Introduction
This wiki will outline how we plan to orchestrate the execution of CDAP programs on top of Kubernetes.
...
- Docker Registry - a stateless server-side application used for storing and distributing Docker images.
- Docker Hub - might be too heavyweight and reliant on external services for our use case.
- Quay (from CoreOS) - not free or open source, so not high on the list.
Miscellaneous
- There is an experimental project which supports running Spark programs on Kubernetes. "The feature set is currently limited and not well-tested. This should not be used in production environments." https://apache-spark-on-k8s.github.io/userdocs/running-on-kubernetes-cloud.html
MR on Kubernetes seems to be project with very little usage. "This is not robust code. Do not use in production.": https://github.com/turbobytes/kubemr
- To get familiar with how Docker works:
TODO:
- Have some numbers around building a Docker image.
- How can Kubernetes be the runtime under the Twill API, instead of YARN? What are the issues with this integration? What in the Twill API can't be supported?

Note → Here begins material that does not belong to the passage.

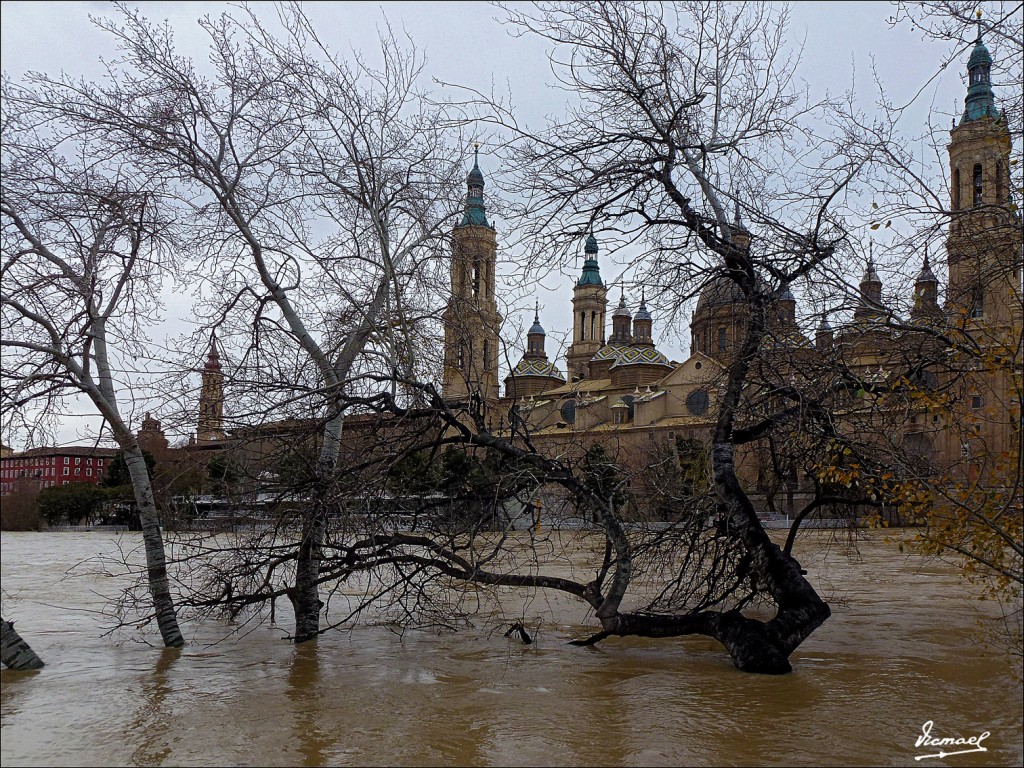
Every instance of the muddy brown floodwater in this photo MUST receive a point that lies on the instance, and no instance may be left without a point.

- Is there a programmatic API (or at least RESTful) around Kubernetes command-line?
- How can CDAP master talk to the Kubernetes master to get program status (or any of the Kubernetes interactions)?
- How long will a Docker image take to run a CDAP program - with and without a base image that has as much as possible of the common stuff?
- How can we leverage functionality in Kubernetes to avoid a dependency on Zookeeper? Or should we just use etcd regardless of whether we're using Kubernetes or not?
- Do we need provisioner hooks? For instance, to kick off an instance of Docker Registry after provisioning a Kubernetes cluster?
- Do research about difficulty of use for YARN vs Kubernetes, ZooKeeper vs etcd.